Johnas le dio media vuelta. Halvor notó la respiración del otro en la cara, y los puños alrededor del cuello.

– ¡Estás loco! -gritó con dificultad-. ¡Estás acabado! ¡Me importa un bledo lo que hagas conmigo, pero estás acabado!

Johnas estaba ciego y sordo. Levantó el puño y apuntó hacia la cara estrecha del chico. No era la primera paliza que recibía, y sabía lo que le esperaba. Los nudillos le alcanzaron bajo la barbilla, y su frágil mandíbula se rompió como un palo seco. Los dientes de abajo chocaron con una enorme fuerza contra los de arriba, y minúsculos trozos de porcelana se mezclaron con la sangre que salía a chorros de su boca. Johnas continuó golpeando, ya no apuntaba, sino que pegaba al azar según por donde se movía Halvor. Por fin dio con los nudillos en el suelo de piedra y gritó. Se levantó a duras penas y se miró la mano, jadeando ligeramente por el esfuerzo. Había bastante sangre. Miró el bulto que yacía en el suelo, y respiró profundamente. Al cabo de un par de minutos su corazón casi había recuperado su ritmo normal y los pensamientos se le iban aclarando.

– No está aquí -dijo perpleja la abuela a Sejer y a Skarre cuando llegaron a preguntar por Halvor-. Creo que ha ido a ver a alguien, a un tal Johnas.

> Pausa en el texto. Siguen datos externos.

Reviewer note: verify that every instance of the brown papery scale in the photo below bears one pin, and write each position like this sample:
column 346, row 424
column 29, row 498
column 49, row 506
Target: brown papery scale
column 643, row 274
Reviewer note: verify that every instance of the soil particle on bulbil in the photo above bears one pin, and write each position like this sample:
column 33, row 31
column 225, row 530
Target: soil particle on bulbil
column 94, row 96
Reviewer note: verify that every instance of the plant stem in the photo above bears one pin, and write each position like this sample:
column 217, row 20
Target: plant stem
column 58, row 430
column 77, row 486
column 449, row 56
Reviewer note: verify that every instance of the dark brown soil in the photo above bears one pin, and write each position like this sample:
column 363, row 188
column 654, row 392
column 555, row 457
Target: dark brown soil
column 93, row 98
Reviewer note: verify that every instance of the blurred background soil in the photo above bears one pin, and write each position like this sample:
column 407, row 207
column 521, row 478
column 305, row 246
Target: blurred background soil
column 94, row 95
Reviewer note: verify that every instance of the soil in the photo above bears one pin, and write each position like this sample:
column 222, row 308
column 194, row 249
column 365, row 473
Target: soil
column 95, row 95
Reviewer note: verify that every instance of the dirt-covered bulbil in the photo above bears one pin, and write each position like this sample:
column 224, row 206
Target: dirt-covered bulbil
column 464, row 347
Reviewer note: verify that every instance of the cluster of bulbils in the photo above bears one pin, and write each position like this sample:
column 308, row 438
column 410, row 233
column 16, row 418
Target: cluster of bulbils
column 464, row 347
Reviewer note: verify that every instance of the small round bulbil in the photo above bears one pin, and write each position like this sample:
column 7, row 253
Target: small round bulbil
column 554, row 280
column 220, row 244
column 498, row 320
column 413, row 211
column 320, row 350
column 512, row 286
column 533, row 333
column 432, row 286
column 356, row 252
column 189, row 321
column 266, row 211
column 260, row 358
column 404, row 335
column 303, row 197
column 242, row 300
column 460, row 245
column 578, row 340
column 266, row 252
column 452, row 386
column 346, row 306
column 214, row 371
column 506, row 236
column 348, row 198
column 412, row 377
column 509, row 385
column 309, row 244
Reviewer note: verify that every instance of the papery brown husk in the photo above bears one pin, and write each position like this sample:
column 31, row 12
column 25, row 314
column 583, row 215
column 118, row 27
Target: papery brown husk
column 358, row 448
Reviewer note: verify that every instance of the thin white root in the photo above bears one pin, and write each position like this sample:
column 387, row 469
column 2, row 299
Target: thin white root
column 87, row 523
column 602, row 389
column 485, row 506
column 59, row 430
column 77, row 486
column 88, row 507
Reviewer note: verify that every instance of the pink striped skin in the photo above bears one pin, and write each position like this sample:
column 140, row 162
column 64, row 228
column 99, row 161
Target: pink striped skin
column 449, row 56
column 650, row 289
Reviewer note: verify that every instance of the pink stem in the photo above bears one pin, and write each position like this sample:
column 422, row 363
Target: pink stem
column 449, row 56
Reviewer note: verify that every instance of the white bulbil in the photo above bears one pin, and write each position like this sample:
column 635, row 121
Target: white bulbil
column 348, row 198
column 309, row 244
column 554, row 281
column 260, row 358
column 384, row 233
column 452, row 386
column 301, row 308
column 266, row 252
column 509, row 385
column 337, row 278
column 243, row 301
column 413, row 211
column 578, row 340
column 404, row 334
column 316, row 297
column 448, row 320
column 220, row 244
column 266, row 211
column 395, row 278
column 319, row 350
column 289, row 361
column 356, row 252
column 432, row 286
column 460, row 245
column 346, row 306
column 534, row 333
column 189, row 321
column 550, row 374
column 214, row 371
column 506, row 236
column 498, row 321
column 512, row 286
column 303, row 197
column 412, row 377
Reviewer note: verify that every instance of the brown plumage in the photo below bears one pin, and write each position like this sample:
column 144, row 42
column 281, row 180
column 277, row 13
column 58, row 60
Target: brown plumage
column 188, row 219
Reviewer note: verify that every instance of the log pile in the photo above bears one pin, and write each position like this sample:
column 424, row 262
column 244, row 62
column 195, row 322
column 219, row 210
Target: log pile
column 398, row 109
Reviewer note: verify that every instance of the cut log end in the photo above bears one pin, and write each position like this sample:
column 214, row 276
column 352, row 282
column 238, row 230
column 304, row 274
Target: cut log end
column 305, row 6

Estaba muy alterado, y no había comido nada. Ya no sé qué hacer con él, y además soy demasiado vieja para ocuparme de todo.

Sejer dio dos golpes en el marco de la puerta al oír eso.

– ¿Alguien lo llamó?

– Aquí no llama nadie. Sólo Annie llamaba de vez en cuando. Halvor ha estado toda la tarde en su cuarto jugando con esa máquina. De repente salió corriendo y desapareció.

– Lo encontraremos. Discúlpenos, pero tenemos mucha prisa.

– De todas las cosas posibles, ésta es la peor que se le podía haber ocurrido -dijo Sejer a Skarre al cerrar la puerta del coche.